Today was the kind of day that lets me understand why people say that summer is their favorite season. Later this week when we start a heat wave I will go back to being mystified that people can enjoy the misery that is July, but today was a lovely day.
Today also featured a lot of large bugs zooming past me as I walked around the backyard. Some of them I was able to get a closer look at, and even photograph, but others buzzed by and disappeared. It's very frustrating as a person who is trying to see what's out there to be teased with a glimpse of something interesting in my peripheral vision, hearing more than seeing what went past. Some were cooperative, though, like Backyard Co-Bug of the Day #1:
This flew past me, zoomed around for a while, and then landed on the underside of a leaf of a tomato plant in the vegetable garden. Then it sat very patiently while I took pictures of it.
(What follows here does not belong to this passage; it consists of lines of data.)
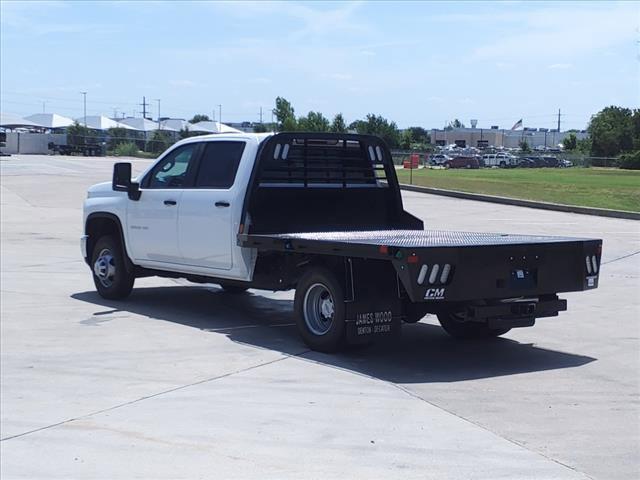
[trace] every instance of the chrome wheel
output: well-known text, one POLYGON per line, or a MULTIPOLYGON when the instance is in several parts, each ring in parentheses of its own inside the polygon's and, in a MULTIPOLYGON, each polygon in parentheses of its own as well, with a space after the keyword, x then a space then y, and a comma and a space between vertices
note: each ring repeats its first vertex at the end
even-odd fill
POLYGON ((329 289, 321 283, 311 285, 304 296, 304 321, 314 335, 326 334, 333 323, 335 305, 329 289))
POLYGON ((93 264, 93 273, 100 280, 103 287, 113 285, 116 276, 116 261, 108 248, 103 248, 93 264))

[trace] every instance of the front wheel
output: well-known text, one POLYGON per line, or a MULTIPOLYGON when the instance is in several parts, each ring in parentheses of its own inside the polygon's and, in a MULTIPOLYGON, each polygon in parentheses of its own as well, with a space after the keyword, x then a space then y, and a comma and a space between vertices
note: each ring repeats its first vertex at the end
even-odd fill
POLYGON ((449 335, 460 339, 495 338, 511 330, 489 328, 486 323, 467 321, 462 313, 441 313, 438 314, 438 321, 449 335))
POLYGON ((91 254, 93 283, 102 298, 119 300, 133 290, 135 275, 125 264, 124 249, 113 235, 100 237, 91 254))
POLYGON ((315 268, 302 276, 294 300, 296 325, 309 348, 331 353, 345 344, 344 289, 335 275, 315 268))

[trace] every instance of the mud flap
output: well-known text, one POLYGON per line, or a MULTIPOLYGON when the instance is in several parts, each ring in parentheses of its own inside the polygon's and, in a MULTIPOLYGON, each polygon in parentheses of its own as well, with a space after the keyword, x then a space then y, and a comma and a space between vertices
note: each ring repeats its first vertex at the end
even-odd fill
POLYGON ((390 262, 346 259, 347 342, 394 337, 402 326, 399 280, 390 262))

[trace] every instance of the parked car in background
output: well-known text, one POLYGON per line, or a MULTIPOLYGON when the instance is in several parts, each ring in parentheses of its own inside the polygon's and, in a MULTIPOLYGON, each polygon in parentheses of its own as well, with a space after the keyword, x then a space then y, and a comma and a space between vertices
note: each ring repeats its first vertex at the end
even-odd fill
POLYGON ((444 162, 446 162, 447 160, 451 160, 451 157, 449 157, 449 155, 445 155, 443 153, 436 153, 435 155, 431 155, 429 157, 429 165, 443 166, 444 162))
POLYGON ((478 159, 471 156, 457 156, 444 162, 445 168, 480 168, 478 159))
POLYGON ((536 157, 521 157, 518 159, 518 166, 520 168, 535 168, 536 157))
POLYGON ((485 167, 517 167, 518 159, 508 153, 489 153, 482 156, 485 167))
POLYGON ((573 162, 571 160, 560 160, 560 165, 558 166, 563 168, 573 167, 573 162))

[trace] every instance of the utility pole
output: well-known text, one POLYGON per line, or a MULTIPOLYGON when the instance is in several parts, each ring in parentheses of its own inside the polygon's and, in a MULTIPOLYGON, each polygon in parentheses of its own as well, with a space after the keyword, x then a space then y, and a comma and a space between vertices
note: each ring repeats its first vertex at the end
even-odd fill
POLYGON ((158 130, 162 129, 162 125, 160 124, 160 99, 156 98, 156 102, 158 102, 158 130))
POLYGON ((560 133, 560 109, 558 109, 558 133, 560 133))
POLYGON ((147 106, 149 104, 147 103, 146 97, 142 97, 142 103, 140 105, 142 105, 142 118, 147 118, 147 106))
POLYGON ((87 92, 80 92, 80 94, 84 97, 84 128, 87 128, 87 92))

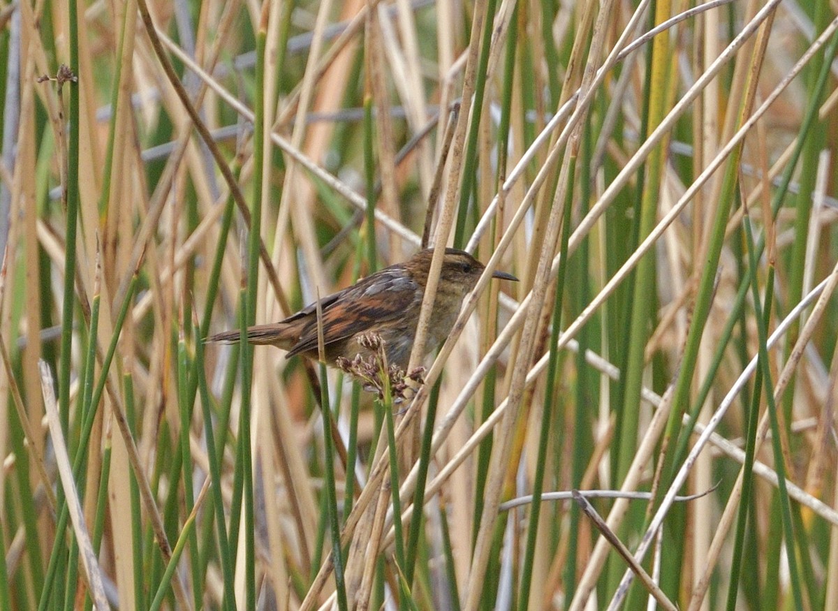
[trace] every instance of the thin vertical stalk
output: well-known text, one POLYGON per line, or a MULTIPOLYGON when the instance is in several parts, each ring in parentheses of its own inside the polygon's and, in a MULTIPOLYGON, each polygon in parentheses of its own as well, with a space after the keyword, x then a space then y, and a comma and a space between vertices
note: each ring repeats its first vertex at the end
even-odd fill
MULTIPOLYGON (((751 230, 751 219, 747 215, 743 219, 745 236, 747 238, 748 262, 751 269, 757 269, 756 247, 753 243, 753 232, 751 230)), ((773 274, 773 266, 769 264, 768 274, 773 274)), ((798 609, 803 609, 803 593, 800 588, 800 575, 797 568, 797 554, 794 550, 794 531, 791 520, 791 503, 789 490, 786 489, 785 463, 783 450, 780 447, 779 422, 777 416, 777 404, 774 401, 773 384, 771 381, 771 368, 768 361, 768 333, 763 324, 764 314, 759 299, 759 287, 757 286, 757 275, 752 274, 751 293, 753 297, 753 308, 756 310, 757 332, 759 336, 759 358, 758 365, 765 380, 765 398, 768 401, 768 417, 771 421, 771 445, 774 454, 774 469, 777 471, 778 488, 779 489, 780 509, 783 518, 783 531, 786 541, 786 559, 789 562, 789 577, 791 581, 791 589, 794 597, 794 605, 798 609)), ((771 282, 769 282, 769 284, 771 282)))
MULTIPOLYGON (((586 161, 587 163, 587 161, 586 161)), ((571 236, 571 213, 573 210, 573 181, 577 158, 572 156, 568 162, 568 184, 565 191, 564 216, 561 221, 561 256, 556 272, 556 292, 553 302, 552 329, 550 334, 550 360, 547 365, 547 381, 544 392, 544 407, 541 415, 541 432, 538 442, 538 455, 535 459, 535 474, 532 484, 532 503, 530 505, 530 526, 527 529, 526 549, 521 568, 521 584, 518 594, 518 611, 525 611, 530 605, 530 588, 532 583, 533 562, 535 558, 535 539, 538 535, 538 522, 541 515, 541 493, 544 489, 544 474, 547 463, 547 446, 550 443, 550 421, 555 409, 556 380, 559 376, 559 350, 556 344, 561 325, 561 310, 564 301, 565 278, 567 276, 567 243, 571 236)))
POLYGON ((259 287, 259 249, 261 246, 262 176, 265 172, 265 47, 270 3, 262 6, 256 32, 256 86, 253 102, 253 194, 248 236, 247 285, 241 313, 242 405, 239 419, 239 456, 243 479, 245 524, 245 608, 256 608, 256 540, 254 531, 253 458, 251 453, 251 391, 253 382, 253 346, 247 341, 247 328, 256 323, 259 287))
MULTIPOLYGON (((489 0, 483 23, 483 39, 480 43, 480 60, 477 74, 479 75, 474 84, 474 105, 472 107, 472 120, 468 127, 468 141, 466 146, 465 159, 463 163, 463 185, 460 189, 460 202, 457 212, 457 227, 454 230, 454 248, 463 248, 465 244, 466 220, 468 215, 468 202, 474 191, 477 179, 478 137, 480 135, 480 119, 483 115, 483 101, 486 93, 486 67, 489 65, 489 46, 492 32, 494 30, 494 12, 497 0, 489 0)), ((466 116, 468 117, 468 115, 466 116)), ((454 177, 454 180, 459 177, 454 177)))

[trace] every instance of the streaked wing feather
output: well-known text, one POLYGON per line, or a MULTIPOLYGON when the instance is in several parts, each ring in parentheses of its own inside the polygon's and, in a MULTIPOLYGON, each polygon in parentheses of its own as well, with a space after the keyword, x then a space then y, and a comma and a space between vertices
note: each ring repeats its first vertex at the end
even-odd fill
MULTIPOLYGON (((393 266, 370 276, 329 299, 323 310, 323 345, 346 339, 375 325, 403 317, 405 310, 417 298, 413 281, 403 269, 393 266), (330 299, 340 297, 340 299, 330 299)), ((418 298, 422 298, 421 295, 418 298)), ((316 304, 306 308, 310 322, 303 330, 299 341, 287 356, 317 350, 316 304)), ((302 313, 303 311, 301 311, 302 313)), ((295 315, 296 316, 296 315, 295 315)))

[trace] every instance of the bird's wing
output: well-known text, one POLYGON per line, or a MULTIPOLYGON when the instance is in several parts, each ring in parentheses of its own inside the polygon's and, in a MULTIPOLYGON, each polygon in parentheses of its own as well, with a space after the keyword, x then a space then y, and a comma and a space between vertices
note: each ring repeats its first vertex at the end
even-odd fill
MULTIPOLYGON (((413 302, 422 299, 422 294, 417 293, 415 282, 404 270, 387 268, 324 298, 321 300, 323 345, 370 330, 381 322, 404 317, 413 302)), ((308 306, 292 318, 301 315, 309 316, 311 322, 288 352, 289 357, 317 350, 317 304, 308 306)))

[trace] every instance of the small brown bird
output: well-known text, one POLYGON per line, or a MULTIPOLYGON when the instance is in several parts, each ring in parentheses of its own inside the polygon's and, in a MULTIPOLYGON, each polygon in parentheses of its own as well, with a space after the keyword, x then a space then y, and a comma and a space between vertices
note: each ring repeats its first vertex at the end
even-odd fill
MULTIPOLYGON (((404 263, 385 267, 320 300, 328 365, 334 366, 341 356, 350 360, 358 354, 365 359, 370 356, 371 353, 357 339, 361 334, 374 333, 384 341, 388 363, 407 369, 432 255, 431 249, 421 251, 404 263)), ((485 266, 468 252, 445 249, 425 344, 426 354, 447 338, 463 298, 474 288, 484 269, 485 266)), ((495 272, 492 276, 518 280, 503 272, 495 272)), ((225 331, 207 338, 206 341, 231 343, 239 338, 239 331, 225 331)), ((286 358, 303 355, 316 360, 317 304, 312 303, 278 323, 251 327, 247 329, 247 340, 251 344, 272 344, 288 350, 286 358)))

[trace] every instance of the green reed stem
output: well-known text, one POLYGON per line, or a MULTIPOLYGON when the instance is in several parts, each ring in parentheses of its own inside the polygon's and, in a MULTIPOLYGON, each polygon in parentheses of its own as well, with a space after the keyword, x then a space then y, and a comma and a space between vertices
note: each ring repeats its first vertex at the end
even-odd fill
MULTIPOLYGON (((751 230, 751 219, 745 215, 743 219, 745 225, 745 236, 747 238, 748 262, 751 269, 757 269, 756 246, 753 243, 753 232, 751 230)), ((773 266, 768 265, 769 276, 773 274, 773 266)), ((786 488, 785 480, 785 463, 783 458, 782 441, 780 435, 779 422, 777 417, 777 404, 774 401, 773 384, 771 381, 771 368, 768 360, 768 332, 764 324, 764 316, 763 306, 759 300, 759 287, 757 285, 756 274, 752 274, 753 278, 751 283, 751 293, 753 298, 753 308, 756 311, 757 332, 759 337, 759 356, 758 365, 763 372, 763 378, 765 381, 765 399, 768 402, 768 417, 771 421, 771 445, 774 453, 774 469, 777 471, 778 489, 779 490, 781 515, 783 518, 783 531, 786 541, 786 559, 789 562, 789 576, 791 581, 791 589, 794 597, 796 608, 803 609, 803 593, 800 588, 800 576, 797 567, 797 555, 794 550, 794 531, 791 520, 791 503, 789 499, 789 490, 786 488)))

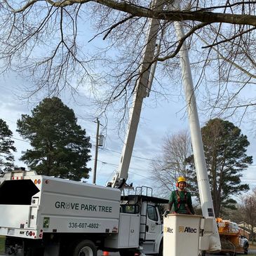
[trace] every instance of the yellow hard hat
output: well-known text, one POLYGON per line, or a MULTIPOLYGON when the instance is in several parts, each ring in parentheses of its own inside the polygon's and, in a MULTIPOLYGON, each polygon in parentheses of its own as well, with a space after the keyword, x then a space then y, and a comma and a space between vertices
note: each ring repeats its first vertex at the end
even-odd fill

It's a pretty big beetle, about an inch long.
Backyard Co-Bug of the Day #2:
I think this is a Virginia ctenucha moth, on black-eyed Susan.
Other Bugs:
A couple of leaf hoppers on milkweed
Ants on zucchini blossom in the vegetable garden
The leaf damage on this leaf has about doubled since yesterday...
... but when I turned it over, I saw that the caterpillars had dispersed, and there were only a few still on the leaf.
Elsewhere in the backyard, on another milkweed plant, I found a leaf with the beginnings of the same kind of insect damage...
... and underneath were some tiny, newly hatched caterpillars. I believe that is their egg mass that they hatched from.
Flower fly
These are the eggs I watched being oviposited by a stinkbug yesterday:
And these are some other kind of insect eggs:
Leaf-footed bug nymph
Scarlet lily beetle? Funny that this would show up when I just mentioned it the other day. I haven't seen one in years.
I was taking a picture of a vine and noticed something tiny moving around on it:
Some kind of newly hatched insect nymph, I would guess.
Candy striped leaf hoppers
Robber fly
I saw a LOT of butterflies today, mostly small wood satyrs, all extremely uncooperative. One (either a comma or a question mark) landed right in front of my, paused for second as if it was going to let me get a picture, and then flew away before I could even point my camera at it. I must have seen at least 20 small wood satyrs...
... and this is the only one I got a picture of.
Looks like something ate a hole in this leaf and then became a pupa on it.